The Hive ransomware group is more active and aggressive than its leak site suggests, with affiliates targeting three organizations on average every day since the discovery of operation in late June. For four months, security researchers extracting information directly from Hive’s administrator panel found that affiliates had infiltrated more than 350 companies.
Only 55 firms are listed on the gang’s data breach site as not paying the extortion, implying that a vast proportion of Hive ransomware victims paid the payment. According to a conservative estimate, the Hive ransomware group made millions of dollars in revenues between October and November.
Hive ransomware first appeared in late June, attacking businesses in various industries. While the majority of the non-paying victims on their leak site are small to medium-sized organizations, the gang also exposed information from larger corporations with estimated sales in millions of dollars.
A source revealed that Hive ransomware was also used in the recent attack on Virginia’s Division of Legislative Automated Systems (DLAS). However, the information couldn’t be verified independently. Analysts at cybersecurity firm Group-IB found that the Hive ransomware-as-a-service (RaaS) operation is “one of the most aggressive,” with its affiliates infecting at least 355 businesses by October 16.

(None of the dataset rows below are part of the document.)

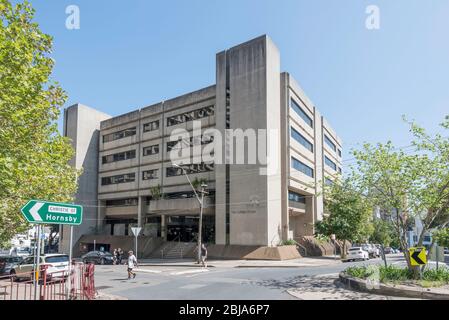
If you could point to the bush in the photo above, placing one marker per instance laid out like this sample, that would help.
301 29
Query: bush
289 243
441 275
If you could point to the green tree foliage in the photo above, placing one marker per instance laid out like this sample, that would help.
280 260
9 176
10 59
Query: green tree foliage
349 214
408 185
383 232
34 157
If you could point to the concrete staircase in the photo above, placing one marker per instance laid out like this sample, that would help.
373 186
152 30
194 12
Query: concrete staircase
174 250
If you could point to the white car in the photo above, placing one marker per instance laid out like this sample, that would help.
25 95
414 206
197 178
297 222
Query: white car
356 253
58 266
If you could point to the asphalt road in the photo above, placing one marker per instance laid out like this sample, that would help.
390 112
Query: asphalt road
184 283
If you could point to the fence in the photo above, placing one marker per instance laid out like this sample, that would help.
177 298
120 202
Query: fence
46 285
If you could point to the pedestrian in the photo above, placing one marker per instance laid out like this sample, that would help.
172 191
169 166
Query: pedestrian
119 256
203 255
132 262
115 256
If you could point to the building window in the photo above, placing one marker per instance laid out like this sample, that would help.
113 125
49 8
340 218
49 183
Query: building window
330 143
122 202
296 197
301 139
150 174
298 165
123 178
151 150
330 163
174 145
152 126
191 115
190 169
301 113
119 135
119 156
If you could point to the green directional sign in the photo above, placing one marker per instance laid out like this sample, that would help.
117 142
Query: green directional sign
43 212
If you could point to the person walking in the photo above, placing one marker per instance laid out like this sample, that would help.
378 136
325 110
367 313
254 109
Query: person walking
119 256
203 255
132 263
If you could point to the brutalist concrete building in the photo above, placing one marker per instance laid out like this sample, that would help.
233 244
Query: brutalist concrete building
129 178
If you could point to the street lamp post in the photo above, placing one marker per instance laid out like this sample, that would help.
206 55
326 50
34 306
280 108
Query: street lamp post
201 203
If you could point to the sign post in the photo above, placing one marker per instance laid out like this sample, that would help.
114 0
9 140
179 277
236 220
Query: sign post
44 212
136 232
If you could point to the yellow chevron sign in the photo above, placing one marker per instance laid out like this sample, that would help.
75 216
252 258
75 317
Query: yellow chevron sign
418 256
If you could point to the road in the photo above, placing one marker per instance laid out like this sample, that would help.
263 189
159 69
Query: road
224 283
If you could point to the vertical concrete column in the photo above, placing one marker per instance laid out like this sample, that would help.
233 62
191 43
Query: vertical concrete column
140 211
163 228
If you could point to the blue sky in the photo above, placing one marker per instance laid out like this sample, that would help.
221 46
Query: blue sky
131 54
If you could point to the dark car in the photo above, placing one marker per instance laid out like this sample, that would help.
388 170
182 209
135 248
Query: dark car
98 257
7 263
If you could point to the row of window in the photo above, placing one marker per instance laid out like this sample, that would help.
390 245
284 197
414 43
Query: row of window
301 139
155 125
191 115
295 106
302 167
154 173
154 149
190 169
296 197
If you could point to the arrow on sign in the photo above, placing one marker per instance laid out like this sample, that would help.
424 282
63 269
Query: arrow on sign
416 257
34 211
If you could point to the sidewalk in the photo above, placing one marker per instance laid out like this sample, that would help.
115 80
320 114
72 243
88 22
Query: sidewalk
302 262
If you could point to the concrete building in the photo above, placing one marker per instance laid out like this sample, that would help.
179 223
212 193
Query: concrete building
129 178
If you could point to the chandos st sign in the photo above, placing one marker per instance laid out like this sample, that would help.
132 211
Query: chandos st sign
43 212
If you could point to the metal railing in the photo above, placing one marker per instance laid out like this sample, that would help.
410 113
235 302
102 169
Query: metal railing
45 285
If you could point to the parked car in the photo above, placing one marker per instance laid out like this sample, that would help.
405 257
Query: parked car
98 257
356 253
20 252
57 266
7 263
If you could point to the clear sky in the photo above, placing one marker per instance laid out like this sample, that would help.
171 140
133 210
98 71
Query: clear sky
130 54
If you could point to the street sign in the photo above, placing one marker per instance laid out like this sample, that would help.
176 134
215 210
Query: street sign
136 231
437 253
418 256
43 212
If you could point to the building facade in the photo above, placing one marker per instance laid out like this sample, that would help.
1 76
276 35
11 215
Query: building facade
132 180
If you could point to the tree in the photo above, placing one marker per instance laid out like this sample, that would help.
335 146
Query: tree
348 213
408 185
34 157
383 233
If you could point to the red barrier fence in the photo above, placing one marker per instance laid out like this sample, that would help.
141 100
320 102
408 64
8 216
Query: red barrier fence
50 285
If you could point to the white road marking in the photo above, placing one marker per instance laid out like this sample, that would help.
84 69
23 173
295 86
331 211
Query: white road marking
147 270
193 286
189 271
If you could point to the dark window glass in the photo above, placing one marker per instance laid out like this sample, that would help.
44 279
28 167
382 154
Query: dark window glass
119 156
150 174
330 163
330 143
301 113
152 126
298 165
191 115
301 139
296 197
123 178
122 202
119 135
151 150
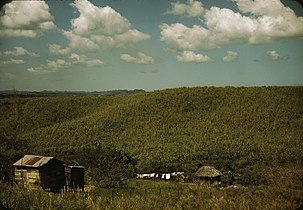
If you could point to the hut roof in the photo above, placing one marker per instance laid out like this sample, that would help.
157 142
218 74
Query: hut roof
34 161
208 171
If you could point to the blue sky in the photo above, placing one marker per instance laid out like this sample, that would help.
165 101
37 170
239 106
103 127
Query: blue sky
150 44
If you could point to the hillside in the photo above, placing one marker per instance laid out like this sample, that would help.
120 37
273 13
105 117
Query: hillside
239 130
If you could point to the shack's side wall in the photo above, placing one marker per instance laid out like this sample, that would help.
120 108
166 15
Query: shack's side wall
27 177
53 175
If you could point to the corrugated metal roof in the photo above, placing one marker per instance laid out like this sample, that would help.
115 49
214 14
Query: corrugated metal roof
34 161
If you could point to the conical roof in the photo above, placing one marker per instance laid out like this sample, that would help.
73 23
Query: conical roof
208 171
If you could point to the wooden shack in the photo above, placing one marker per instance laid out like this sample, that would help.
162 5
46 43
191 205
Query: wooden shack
208 174
33 171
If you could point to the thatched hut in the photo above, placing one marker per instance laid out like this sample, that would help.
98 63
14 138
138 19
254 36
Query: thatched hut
33 171
208 174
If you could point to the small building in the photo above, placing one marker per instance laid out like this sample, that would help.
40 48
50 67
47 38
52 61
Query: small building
74 177
33 171
208 174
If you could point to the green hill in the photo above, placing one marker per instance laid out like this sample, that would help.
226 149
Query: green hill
238 130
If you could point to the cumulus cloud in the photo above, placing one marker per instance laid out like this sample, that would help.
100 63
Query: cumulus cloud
141 59
100 27
273 55
12 61
25 19
51 66
57 64
230 56
55 49
77 59
189 56
259 22
19 51
192 8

Group-IB gained access to the Hive ransomware admin panel and began gathering data on the operation and how it operated. Everything appears to have been put up by the authors to facilitate ransomware distribution and discussions with victims as transparent and straightforward as possible. Affiliates may create a malware version in as little as 15 minutes, and negotiations are handled by Hive ransomware administrators, who send the message to the victim in a chat window that affiliates can see.

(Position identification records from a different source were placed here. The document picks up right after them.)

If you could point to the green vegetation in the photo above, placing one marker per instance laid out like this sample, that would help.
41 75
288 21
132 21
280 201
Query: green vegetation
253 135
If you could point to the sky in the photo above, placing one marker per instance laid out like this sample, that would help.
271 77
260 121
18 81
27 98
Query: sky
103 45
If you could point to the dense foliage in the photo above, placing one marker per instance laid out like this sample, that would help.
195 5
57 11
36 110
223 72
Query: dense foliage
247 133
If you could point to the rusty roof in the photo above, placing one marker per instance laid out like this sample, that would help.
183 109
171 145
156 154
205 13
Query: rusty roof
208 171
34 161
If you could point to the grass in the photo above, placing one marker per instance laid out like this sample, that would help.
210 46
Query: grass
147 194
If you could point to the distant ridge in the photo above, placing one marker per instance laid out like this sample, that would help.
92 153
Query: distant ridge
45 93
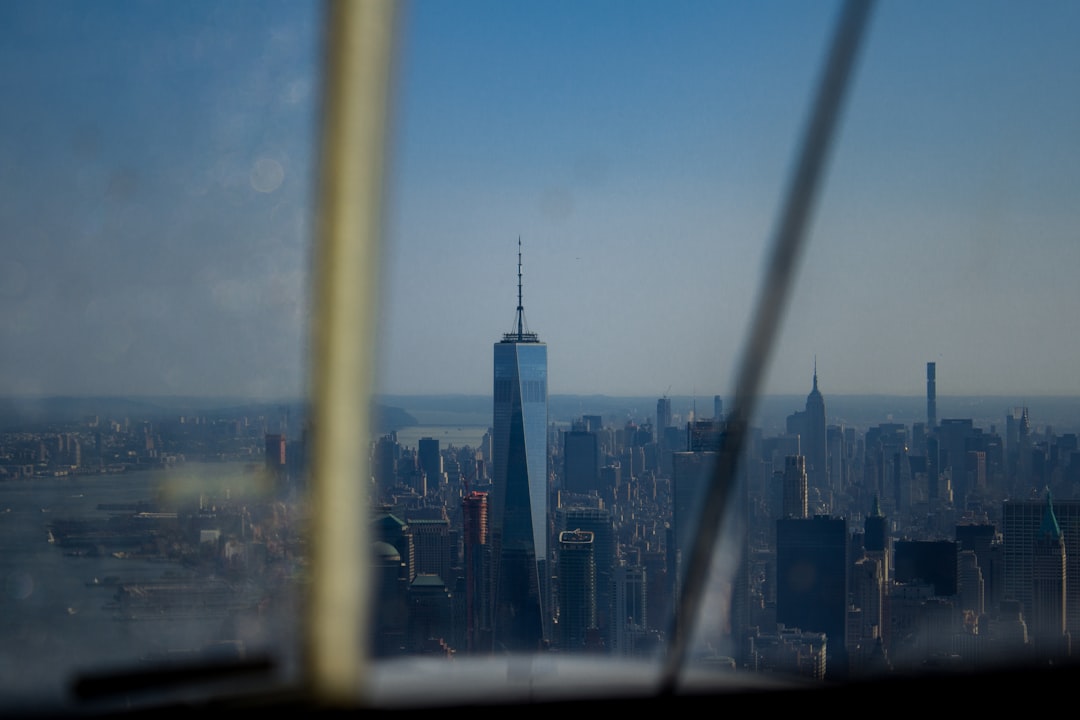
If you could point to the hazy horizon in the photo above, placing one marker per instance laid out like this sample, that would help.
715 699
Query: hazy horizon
158 197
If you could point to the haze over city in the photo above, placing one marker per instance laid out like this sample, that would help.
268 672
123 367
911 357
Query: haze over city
158 192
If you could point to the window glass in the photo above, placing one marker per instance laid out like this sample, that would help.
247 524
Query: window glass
154 204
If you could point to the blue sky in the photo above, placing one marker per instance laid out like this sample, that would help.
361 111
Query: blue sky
156 185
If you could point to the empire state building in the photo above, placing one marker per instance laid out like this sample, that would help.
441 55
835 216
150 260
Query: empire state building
520 493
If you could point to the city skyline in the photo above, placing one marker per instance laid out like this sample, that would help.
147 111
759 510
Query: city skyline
638 150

Even though the decryption software is delivered once the ransom is paid, several businesses have reported that it does not operate correctly and has ruined the Master Boot Record of virtual machines, rendering them unbootable. According to Group-IB, the Hive ransomware admin panel tells affiliates how much money they made, the firms that paid, and whose data was disclosed. It also allows them to keep profiles for targeted enterprises.
The researchers discovered that all affiliates had access to the Hive ransomware database’s corporate IDs, which is uncommon. Moreover, the admin panels and the leak site are controlled via an API, which Group-IB claims has only been viewed by two other ransomware groups: Grief and DoppelPaymer.
The researchers discovered a vulnerability in the API that allowed them to obtain information on all Hive ransomware incidents and how many firms paid the attackers. According to their estimates, the threat actor had attacked 355 entities by October 16; 104 had been compromised. In terms of the money extorted from victims, Group-IB claims the gang made at least $6.5 million between October and November.
According to Group-study IB’s on the ransomware industry, which was recently released in the company’s paper “Corporansom: threat number one,” roughly 30% of victims chose to pay the threat actor.